American workers aren't getting nearly as much done this year as they used to.
U.S. labor productivity plunged first quarter in the largest decline since 1947, then dropped by the highest annual amount on record in the second according to the Bureau of Labor Statics. The third quarter data indicates year-over-year output saw three consecutive declines for the first time since 1982.
So what is going on? One expert says there are several factors contributing to the drop in productivity, and the problem is likely to persist for some time.
Julie Bauke, founder and chief career strategist with The Bauke Group, told FOX Business the decline in output from the current workforce was largely inevitable – COVID just sped it up. In short, she says, "The world of work right now is a mess."
The U.S. workforce is stretched thin in this tight labor market – and people are just plain burnt out.
For starters, Bauke noted, the pandemic caused many older, seasoned workers to retire early, and the spots left behind by those "boomers" are being filled by an insufficient number of less-experienced workers from younger generations.

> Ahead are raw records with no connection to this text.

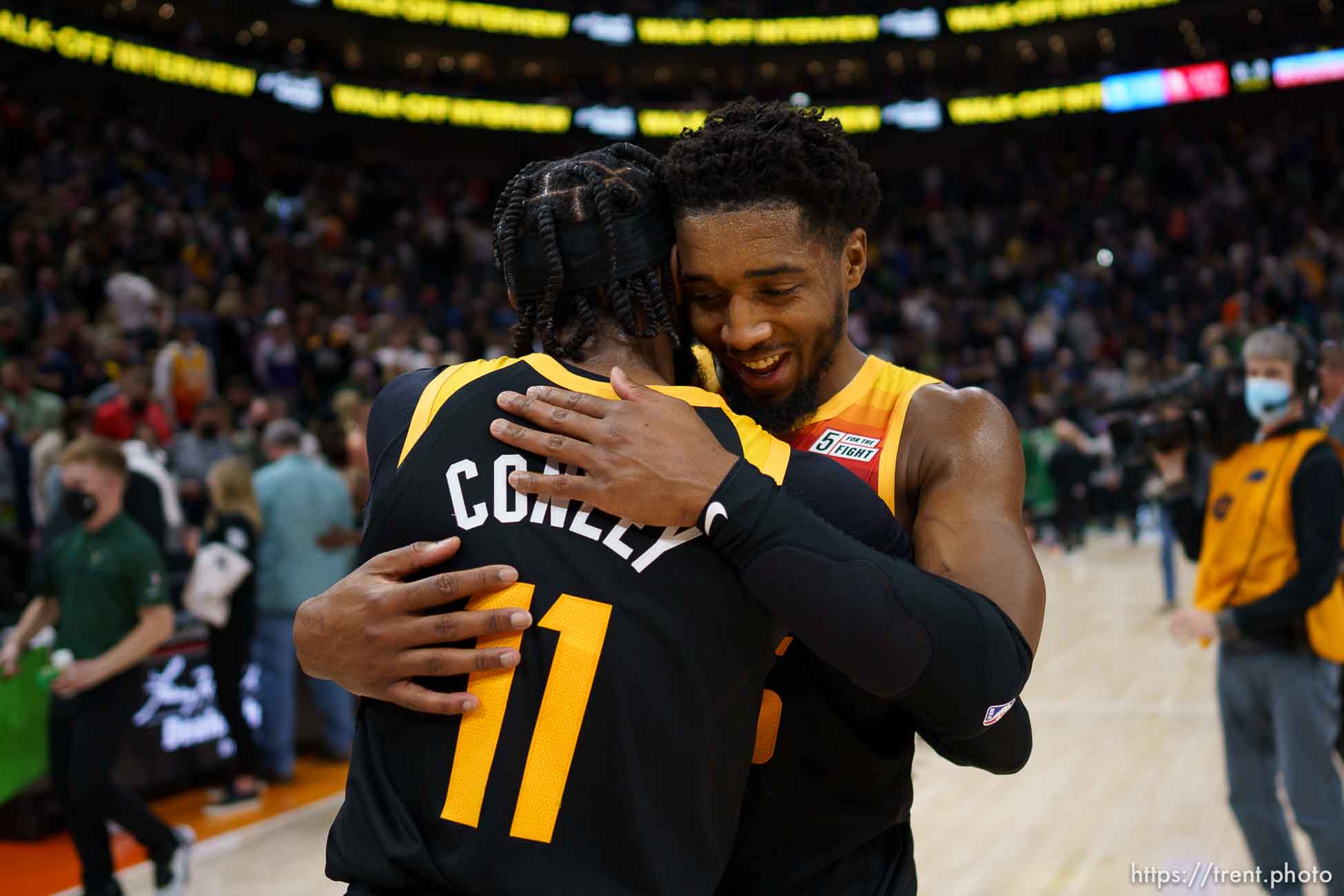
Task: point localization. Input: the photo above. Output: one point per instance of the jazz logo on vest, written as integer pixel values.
(995, 713)
(847, 447)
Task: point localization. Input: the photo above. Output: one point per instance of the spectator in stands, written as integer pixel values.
(276, 365)
(234, 520)
(1332, 390)
(185, 375)
(300, 499)
(196, 450)
(151, 484)
(103, 584)
(134, 305)
(117, 420)
(31, 410)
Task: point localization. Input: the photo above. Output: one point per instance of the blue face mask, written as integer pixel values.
(1267, 399)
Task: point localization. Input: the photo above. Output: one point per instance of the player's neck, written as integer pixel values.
(848, 360)
(648, 362)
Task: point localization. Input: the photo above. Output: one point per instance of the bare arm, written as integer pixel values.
(155, 627)
(968, 523)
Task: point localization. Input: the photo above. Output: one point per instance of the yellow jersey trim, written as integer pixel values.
(442, 389)
(854, 390)
(762, 450)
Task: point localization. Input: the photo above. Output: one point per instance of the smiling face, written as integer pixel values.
(769, 298)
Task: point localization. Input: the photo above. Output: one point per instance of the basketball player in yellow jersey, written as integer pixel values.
(771, 206)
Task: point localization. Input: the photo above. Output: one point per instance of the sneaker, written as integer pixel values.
(172, 872)
(234, 801)
(110, 888)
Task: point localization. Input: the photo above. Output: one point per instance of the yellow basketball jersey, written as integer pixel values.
(1249, 549)
(860, 425)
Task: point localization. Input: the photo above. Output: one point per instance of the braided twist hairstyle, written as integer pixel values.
(546, 196)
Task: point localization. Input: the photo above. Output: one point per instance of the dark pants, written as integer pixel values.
(1280, 711)
(83, 739)
(230, 651)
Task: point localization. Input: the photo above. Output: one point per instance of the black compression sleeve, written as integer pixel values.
(946, 655)
(389, 420)
(1003, 749)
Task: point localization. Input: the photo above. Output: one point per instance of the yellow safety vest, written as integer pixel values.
(1249, 549)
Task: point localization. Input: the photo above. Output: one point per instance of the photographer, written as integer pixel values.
(1267, 544)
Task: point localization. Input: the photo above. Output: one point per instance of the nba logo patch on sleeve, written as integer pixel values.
(995, 713)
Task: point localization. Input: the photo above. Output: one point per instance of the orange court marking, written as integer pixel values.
(45, 867)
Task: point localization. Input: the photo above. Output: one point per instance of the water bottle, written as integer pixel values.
(59, 661)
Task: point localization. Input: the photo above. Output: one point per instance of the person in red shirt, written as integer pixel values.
(119, 418)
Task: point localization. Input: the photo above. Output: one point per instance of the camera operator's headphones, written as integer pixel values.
(1308, 362)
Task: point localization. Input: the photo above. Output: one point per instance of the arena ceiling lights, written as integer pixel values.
(909, 23)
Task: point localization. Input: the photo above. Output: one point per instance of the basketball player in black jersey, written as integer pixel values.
(613, 758)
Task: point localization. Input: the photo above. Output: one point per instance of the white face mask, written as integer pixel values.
(1267, 399)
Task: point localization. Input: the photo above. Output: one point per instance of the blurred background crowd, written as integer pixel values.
(179, 290)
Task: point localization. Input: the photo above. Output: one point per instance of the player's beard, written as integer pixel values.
(785, 417)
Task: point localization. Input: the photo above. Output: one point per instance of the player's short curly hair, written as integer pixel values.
(753, 154)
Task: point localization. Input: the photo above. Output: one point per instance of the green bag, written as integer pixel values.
(23, 724)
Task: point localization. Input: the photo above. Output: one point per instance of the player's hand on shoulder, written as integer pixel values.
(646, 457)
(370, 632)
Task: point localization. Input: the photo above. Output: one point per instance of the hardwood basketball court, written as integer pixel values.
(1127, 771)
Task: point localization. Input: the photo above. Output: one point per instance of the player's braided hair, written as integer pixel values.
(546, 196)
(753, 154)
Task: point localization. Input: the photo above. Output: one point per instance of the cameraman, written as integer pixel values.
(1267, 546)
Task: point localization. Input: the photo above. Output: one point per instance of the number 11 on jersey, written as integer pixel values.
(582, 627)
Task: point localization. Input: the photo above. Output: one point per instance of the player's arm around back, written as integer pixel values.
(945, 653)
(969, 477)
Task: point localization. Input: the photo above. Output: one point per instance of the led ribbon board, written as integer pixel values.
(440, 109)
(670, 123)
(1023, 14)
(1164, 86)
(127, 57)
(1310, 69)
(465, 17)
(1026, 105)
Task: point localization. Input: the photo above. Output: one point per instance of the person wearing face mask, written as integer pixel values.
(103, 586)
(196, 450)
(119, 418)
(1267, 590)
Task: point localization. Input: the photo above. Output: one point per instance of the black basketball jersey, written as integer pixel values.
(831, 789)
(613, 758)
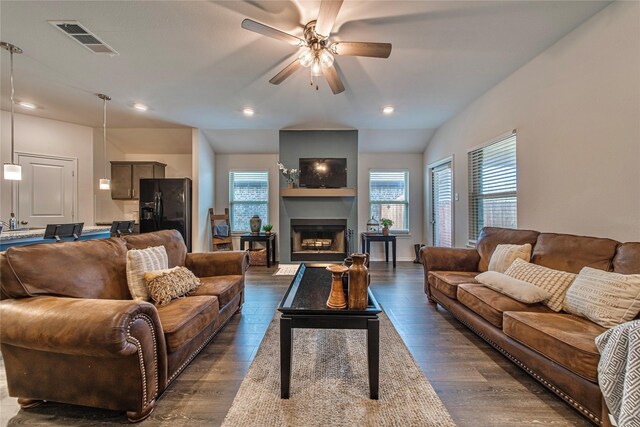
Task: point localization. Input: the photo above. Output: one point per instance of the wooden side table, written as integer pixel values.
(367, 238)
(269, 241)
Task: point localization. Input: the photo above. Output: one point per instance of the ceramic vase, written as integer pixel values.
(255, 224)
(358, 283)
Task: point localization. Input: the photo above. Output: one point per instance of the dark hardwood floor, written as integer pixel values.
(477, 384)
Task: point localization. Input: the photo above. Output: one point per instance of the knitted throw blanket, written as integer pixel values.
(619, 372)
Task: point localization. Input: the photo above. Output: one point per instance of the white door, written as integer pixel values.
(442, 204)
(47, 192)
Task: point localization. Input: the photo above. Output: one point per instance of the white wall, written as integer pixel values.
(576, 108)
(228, 162)
(50, 137)
(412, 163)
(203, 191)
(178, 166)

Not only do Gen X and Gen Z workers lack some of the institutional knowledge as older workers, Bauke says, but they are also less willing to put in the long hours their boomer managers might expect.
At the same time, the older workers that remain now tend to be less willing to sacrifice their health or family time to take on loads of extra work.

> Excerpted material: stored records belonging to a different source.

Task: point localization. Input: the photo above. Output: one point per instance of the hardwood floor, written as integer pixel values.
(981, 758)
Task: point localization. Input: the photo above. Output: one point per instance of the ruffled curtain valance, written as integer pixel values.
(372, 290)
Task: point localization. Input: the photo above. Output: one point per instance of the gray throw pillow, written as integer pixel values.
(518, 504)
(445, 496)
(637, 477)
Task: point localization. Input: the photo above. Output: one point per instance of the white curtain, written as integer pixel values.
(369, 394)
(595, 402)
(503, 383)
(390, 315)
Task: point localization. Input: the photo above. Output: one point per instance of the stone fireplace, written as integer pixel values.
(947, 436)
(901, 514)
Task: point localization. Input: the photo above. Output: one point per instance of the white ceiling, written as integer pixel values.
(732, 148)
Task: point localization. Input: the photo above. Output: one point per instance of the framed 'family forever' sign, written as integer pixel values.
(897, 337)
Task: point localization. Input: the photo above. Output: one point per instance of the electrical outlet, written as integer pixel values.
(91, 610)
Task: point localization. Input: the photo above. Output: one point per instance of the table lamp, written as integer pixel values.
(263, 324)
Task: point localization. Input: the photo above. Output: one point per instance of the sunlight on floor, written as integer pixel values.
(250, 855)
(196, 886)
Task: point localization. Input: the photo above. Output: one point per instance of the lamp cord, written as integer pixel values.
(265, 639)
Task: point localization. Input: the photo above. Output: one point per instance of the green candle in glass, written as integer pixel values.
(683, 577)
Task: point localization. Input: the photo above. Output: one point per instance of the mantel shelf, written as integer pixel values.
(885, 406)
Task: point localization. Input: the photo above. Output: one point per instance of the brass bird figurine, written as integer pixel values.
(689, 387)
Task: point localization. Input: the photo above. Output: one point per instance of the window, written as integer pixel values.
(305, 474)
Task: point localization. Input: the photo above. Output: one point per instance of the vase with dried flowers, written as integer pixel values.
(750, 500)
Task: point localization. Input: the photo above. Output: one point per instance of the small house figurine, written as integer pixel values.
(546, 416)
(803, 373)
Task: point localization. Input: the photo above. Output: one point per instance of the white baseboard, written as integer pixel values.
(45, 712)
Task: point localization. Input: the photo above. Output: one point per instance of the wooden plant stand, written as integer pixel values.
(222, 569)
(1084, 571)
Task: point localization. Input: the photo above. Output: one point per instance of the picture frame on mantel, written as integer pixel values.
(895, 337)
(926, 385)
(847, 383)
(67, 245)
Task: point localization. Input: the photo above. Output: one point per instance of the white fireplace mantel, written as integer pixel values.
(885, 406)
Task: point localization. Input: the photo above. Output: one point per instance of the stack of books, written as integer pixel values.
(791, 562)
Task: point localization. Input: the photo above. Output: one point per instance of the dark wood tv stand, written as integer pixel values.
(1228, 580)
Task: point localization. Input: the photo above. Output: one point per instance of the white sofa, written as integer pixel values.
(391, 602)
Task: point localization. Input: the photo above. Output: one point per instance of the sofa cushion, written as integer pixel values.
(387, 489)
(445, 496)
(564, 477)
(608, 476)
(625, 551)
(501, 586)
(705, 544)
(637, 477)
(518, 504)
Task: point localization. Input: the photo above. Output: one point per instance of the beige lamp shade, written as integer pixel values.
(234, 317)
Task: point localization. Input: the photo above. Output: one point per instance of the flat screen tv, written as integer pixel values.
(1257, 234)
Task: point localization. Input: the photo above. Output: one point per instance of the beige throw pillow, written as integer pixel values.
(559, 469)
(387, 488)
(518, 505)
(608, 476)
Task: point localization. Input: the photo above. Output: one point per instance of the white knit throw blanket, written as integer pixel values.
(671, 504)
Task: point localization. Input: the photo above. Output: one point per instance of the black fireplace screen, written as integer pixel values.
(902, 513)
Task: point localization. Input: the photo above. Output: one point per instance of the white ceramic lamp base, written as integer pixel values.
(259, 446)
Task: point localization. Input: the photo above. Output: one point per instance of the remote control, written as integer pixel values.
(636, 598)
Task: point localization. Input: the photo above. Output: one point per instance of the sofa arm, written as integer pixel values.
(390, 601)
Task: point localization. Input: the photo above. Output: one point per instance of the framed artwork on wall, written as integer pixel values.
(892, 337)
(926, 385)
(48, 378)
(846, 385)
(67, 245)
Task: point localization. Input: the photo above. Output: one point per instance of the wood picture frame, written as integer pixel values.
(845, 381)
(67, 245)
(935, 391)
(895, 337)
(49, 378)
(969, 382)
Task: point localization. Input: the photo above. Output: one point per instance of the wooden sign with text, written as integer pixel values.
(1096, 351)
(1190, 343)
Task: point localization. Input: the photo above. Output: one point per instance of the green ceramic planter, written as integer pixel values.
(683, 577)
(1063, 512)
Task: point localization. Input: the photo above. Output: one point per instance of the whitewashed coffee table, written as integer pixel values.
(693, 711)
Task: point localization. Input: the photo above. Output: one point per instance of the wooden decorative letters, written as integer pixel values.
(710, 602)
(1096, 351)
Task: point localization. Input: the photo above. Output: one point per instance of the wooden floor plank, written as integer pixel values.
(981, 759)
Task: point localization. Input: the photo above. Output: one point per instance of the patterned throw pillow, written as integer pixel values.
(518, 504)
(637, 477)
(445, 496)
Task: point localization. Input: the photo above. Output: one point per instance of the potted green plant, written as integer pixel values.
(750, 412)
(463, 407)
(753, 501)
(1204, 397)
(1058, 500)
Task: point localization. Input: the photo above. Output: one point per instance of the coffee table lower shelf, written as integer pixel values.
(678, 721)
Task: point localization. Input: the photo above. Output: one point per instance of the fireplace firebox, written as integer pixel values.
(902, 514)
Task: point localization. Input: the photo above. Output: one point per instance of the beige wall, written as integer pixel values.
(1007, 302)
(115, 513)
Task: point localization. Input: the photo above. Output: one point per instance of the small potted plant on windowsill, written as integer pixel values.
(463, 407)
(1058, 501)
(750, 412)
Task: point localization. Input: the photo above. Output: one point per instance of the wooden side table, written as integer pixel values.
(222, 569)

Adding to the problem, month upon month of persistent talent shortages means workers are being asked to do more than just their own job because employers have been unable to fill many open positions.
With recession fears growing, the problem is getting even worse.
Bauke says the first thing companies do when they are looking at cutting back their workforce is to cancel open positions, and "What message does that send to the people back at work who have been doing two jobs? It says the cavalry is not coming."
She argues companies have been pushing their employees to the point that the workers don't care anymore. But, with fewer positions open and a recession looming, workers are scared to leave their jobs out of fear that they would be the first to be laid off if they took a new position elsewhere.
"People are discouraged," Bauke added. "They are feeling hopeless and helpless."